Let $a$ be an element of order $n$ in a group $G$. If $a^m$ has order $n$, then $m$ and $n$ are relatively prime.

Let $a$ be an element of order $n$ in a group $G$.

If $a^m$ has order $n$, then $m$ and $n$ are relatively prime.

Assume $a^m$ has order $n$ and, $m$ and $n$ are not relatively prime.
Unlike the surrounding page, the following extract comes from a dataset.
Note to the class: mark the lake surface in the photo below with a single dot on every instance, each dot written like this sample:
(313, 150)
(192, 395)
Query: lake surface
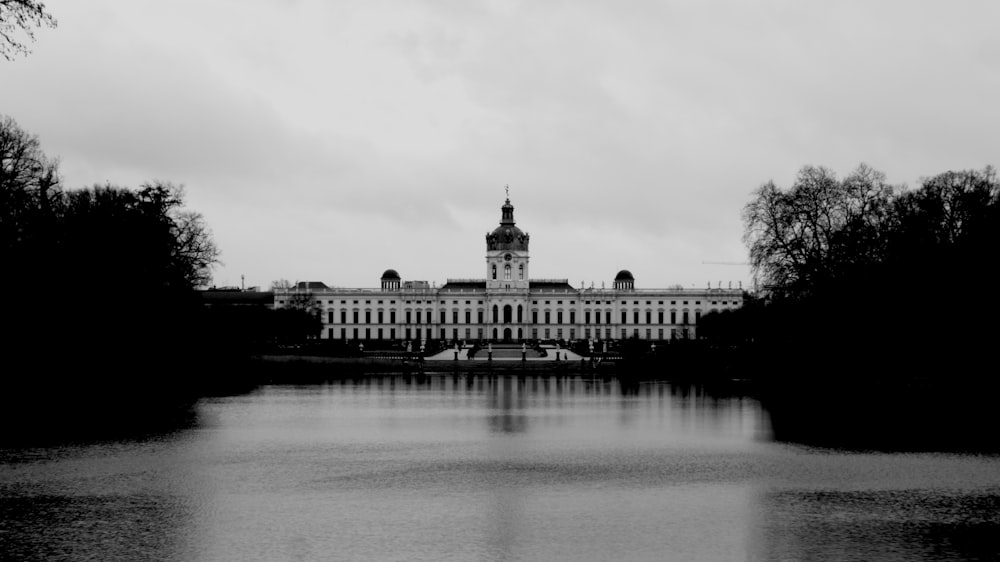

Then $m$ and $n$ have a common factor, say $q$. So, $m=m'q$ and $n=n'q$. So,

$$(a^m)^{n'}=(a^m)^\frac nq= (a^{mn})^\frac 1q= e^\frac 1q=e$$

So, $(a^m)^\frac nq=(a^m)^n=e$.

Since $a^m$ has order $n$: $e \neq (a^m)^\frac nq = (a^m)^n$. Contradiction.

Solution 1:

Your idea is good, but you can't do $g^{\frac{1}{k}}$ in groups.

Let $d=\gcd(m,n)$ and write $m=m'd$, $n=n'd$. Then $$ (a^m)^{n'}=(a^{m'd})^{n'}=a^{n'dm'}=(a^{n'd})^{m'}=(a^n)^{m'}=e^{m'}=e $$ Since $n'\le n$ and $a^m$ is assumed to have order $n$, we conclude that $n'=n$, so $d=1$.